La Humildad - Constant Chevillon

LA HUMILDAD

Constant Chevillon


La humildad es raramente mostrada bajo su aspecto verdadero. Para el público esta palabra es sinónimo de disminución personal, de repliegue sobre sí mismo, llevando con él una noción de desconfianza hacia la personalidad humana. El hombre para ser humilde debe resignarse a perder toda iniciativa en sus actos y aún en sus pensamientos, ocultarse en la radiación de otro, por temor de comprometer su salud eterna.  

Así concebida la humildad no es una virtud, es una tendencia puramente negativa, una pereza del cuerpo, del alma y del espíritu, un rechazo perpetuo de la responsabilidad, una especie de timidez querida y cultivada. Ella va al encuentro de su objetivo esencial: la conquista del reino de Dios; porque está escrito; “Violenti rapiunt illud”; se penetra en la beatitud por la violencia, por el esfuerzo sostenido. La palabra de Cristo confiere a la humildad un significado completamente distinto.


Él exclamó un día: “Yo soy dulce y humilde de corazón”; no es propio de un Dios refugiarse en la pasividad. Él ha querido decir otra cosa; tratemos de levantar el velo de la humildad divina de la que la nuestra es una imagen debilitada. Dios en su inmensidad es Uno; él se adhiere a la unidad de su ser con toda potencia de su naturaleza íntima.

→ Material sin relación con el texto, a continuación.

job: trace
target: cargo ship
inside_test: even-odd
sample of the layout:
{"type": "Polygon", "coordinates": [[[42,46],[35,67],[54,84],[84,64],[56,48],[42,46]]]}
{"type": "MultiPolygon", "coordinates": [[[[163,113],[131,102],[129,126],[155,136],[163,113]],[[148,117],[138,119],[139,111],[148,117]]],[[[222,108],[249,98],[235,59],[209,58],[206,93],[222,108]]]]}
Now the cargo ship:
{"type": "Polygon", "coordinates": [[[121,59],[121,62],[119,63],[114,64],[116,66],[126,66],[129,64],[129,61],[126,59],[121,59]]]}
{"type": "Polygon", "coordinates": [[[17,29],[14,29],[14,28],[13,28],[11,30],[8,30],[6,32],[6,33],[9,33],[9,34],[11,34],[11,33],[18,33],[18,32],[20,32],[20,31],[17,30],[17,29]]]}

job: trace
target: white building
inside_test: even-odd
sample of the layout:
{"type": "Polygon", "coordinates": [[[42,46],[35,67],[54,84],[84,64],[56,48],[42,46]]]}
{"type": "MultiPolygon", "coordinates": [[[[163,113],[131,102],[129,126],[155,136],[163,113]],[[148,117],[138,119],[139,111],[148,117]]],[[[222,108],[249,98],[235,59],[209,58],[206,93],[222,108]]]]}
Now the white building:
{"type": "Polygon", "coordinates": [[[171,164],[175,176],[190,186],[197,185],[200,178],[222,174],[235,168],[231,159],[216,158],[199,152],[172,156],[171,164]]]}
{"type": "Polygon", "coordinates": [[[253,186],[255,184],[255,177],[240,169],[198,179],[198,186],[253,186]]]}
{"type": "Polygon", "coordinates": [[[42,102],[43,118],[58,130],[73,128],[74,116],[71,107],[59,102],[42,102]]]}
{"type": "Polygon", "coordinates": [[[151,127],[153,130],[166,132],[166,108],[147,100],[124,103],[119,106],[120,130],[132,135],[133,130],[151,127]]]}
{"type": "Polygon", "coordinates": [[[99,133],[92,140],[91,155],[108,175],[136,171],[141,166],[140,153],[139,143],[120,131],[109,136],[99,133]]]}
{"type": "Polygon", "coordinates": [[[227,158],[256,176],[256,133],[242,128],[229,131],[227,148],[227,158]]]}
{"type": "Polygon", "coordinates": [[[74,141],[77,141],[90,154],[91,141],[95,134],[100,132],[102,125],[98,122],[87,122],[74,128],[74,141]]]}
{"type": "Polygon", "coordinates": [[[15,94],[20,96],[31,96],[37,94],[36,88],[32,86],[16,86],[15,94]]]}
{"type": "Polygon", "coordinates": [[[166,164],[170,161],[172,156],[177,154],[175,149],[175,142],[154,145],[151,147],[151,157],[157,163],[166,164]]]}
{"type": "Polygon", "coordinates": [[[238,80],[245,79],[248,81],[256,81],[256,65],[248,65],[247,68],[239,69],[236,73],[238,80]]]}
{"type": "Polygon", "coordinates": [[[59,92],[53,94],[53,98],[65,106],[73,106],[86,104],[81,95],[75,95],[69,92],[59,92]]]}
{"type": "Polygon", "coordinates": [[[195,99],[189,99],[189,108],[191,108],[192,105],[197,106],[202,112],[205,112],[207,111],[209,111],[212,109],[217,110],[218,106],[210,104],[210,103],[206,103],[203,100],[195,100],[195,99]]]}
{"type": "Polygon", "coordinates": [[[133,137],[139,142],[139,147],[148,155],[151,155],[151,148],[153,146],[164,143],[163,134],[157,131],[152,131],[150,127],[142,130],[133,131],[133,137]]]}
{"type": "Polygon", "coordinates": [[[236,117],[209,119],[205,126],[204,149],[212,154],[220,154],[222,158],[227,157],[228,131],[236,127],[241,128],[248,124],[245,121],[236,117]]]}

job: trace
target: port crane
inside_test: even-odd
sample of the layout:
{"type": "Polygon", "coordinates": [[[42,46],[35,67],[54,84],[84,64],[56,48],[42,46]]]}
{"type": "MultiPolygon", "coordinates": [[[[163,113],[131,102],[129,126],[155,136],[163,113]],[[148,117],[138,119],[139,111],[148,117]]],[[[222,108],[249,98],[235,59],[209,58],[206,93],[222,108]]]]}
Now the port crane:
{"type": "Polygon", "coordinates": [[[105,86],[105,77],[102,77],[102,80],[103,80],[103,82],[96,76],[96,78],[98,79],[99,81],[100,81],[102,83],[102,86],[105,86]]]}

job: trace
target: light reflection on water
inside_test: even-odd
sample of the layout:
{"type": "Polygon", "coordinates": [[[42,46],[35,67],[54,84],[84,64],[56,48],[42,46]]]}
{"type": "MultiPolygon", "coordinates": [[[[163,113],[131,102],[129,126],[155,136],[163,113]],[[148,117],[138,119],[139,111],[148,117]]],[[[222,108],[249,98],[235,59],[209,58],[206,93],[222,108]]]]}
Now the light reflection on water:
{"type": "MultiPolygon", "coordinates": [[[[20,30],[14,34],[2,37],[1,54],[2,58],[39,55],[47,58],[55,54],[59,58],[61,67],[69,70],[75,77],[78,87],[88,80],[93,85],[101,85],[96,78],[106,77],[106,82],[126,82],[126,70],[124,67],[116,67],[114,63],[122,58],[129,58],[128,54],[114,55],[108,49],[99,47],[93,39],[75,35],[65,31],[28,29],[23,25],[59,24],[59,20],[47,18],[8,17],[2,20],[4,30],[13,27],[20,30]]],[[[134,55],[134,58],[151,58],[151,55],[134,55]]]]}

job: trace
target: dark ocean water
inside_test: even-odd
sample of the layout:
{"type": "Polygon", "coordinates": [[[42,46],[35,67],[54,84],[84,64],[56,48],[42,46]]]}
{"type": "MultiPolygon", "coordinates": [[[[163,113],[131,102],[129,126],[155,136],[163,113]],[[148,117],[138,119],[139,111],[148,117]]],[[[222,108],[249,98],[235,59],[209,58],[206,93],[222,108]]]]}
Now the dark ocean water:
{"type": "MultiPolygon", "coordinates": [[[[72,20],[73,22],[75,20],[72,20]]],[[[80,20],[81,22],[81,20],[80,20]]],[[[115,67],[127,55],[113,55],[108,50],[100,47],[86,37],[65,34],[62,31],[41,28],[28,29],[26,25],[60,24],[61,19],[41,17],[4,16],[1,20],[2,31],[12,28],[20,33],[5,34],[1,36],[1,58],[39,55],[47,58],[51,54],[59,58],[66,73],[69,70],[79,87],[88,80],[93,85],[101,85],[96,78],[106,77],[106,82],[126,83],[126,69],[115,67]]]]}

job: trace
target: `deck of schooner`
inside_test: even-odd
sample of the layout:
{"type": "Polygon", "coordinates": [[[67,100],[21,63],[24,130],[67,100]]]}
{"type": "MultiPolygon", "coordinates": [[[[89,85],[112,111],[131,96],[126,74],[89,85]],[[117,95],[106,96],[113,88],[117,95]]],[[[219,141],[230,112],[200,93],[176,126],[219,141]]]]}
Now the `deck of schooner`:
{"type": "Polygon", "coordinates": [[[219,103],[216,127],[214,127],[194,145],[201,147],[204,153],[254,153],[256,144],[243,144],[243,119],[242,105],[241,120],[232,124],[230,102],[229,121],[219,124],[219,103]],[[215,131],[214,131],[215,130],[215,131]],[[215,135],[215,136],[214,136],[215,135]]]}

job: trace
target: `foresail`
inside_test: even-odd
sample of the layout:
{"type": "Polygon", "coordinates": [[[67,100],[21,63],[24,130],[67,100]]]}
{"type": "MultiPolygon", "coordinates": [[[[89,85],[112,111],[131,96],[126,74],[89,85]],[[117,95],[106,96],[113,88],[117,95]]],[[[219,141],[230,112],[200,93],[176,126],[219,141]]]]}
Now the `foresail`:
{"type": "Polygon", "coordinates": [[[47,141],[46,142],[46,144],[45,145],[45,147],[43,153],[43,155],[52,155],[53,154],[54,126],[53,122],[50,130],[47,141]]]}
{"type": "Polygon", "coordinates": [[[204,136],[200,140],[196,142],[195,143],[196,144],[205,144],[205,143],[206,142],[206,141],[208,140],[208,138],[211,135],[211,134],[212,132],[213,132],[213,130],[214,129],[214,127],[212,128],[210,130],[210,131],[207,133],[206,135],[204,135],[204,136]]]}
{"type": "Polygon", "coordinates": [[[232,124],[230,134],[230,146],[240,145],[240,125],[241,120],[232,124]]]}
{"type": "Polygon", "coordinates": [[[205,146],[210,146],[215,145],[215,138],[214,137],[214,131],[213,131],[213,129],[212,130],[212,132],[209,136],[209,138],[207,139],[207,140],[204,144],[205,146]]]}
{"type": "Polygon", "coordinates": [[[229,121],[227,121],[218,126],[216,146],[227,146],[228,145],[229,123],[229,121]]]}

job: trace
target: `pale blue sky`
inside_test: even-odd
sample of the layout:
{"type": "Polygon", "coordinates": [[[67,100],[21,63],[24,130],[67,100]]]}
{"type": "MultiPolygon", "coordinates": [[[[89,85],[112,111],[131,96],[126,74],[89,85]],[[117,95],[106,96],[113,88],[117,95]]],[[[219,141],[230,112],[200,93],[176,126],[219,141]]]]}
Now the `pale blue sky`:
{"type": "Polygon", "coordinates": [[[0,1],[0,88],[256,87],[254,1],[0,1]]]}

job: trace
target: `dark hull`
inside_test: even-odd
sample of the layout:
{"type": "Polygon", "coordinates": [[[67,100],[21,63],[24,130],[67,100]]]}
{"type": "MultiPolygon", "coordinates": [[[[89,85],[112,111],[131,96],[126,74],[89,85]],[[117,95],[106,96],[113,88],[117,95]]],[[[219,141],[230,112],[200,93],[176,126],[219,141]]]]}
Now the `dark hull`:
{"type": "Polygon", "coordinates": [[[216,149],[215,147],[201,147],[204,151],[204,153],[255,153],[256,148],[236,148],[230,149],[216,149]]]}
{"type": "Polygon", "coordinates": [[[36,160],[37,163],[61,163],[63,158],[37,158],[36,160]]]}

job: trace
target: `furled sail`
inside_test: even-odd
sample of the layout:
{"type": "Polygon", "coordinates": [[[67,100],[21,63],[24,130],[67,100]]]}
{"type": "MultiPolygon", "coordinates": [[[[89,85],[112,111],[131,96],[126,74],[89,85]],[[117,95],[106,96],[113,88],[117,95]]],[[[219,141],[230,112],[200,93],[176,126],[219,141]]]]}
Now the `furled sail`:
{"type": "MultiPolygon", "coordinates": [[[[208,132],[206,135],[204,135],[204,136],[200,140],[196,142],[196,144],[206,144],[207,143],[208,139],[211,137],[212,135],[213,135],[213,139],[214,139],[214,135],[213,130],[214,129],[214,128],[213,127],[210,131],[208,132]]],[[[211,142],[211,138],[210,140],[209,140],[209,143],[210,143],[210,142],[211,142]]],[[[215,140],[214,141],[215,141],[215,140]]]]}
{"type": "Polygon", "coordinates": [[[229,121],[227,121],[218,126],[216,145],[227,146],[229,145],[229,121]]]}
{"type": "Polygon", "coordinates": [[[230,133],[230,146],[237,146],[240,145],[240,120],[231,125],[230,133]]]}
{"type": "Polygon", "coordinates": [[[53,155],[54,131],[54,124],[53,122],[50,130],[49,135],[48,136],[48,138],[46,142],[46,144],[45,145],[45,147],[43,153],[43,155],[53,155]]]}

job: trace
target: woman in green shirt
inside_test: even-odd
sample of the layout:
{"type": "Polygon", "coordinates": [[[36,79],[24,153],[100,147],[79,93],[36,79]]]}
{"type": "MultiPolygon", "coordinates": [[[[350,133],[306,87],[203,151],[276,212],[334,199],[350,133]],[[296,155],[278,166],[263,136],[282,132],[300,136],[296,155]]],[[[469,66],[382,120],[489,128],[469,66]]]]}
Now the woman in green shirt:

Esta adhesión, es el amor; sin ningún adyuvante externo, él solo es suficiente para hacer tangible al Ser de seres su propia beatitud, porque la felicidad es armonía y el amor es el reposo en la armonía. Sin embargo él ha renunciado a esta felicidad interna y sin mezcla para crear al lado y fuera de él espíritus susceptibles de participar en su beatitud. Este renunciamiento, esta exteriorización del amor, esta fase inatendida de la Caridad, es la divina humildad. Dios en el secreto inviolable de su esencia es humilde hasta el infinito, porque ser humilde es olvidarse de sí mismo para pensar en los demás.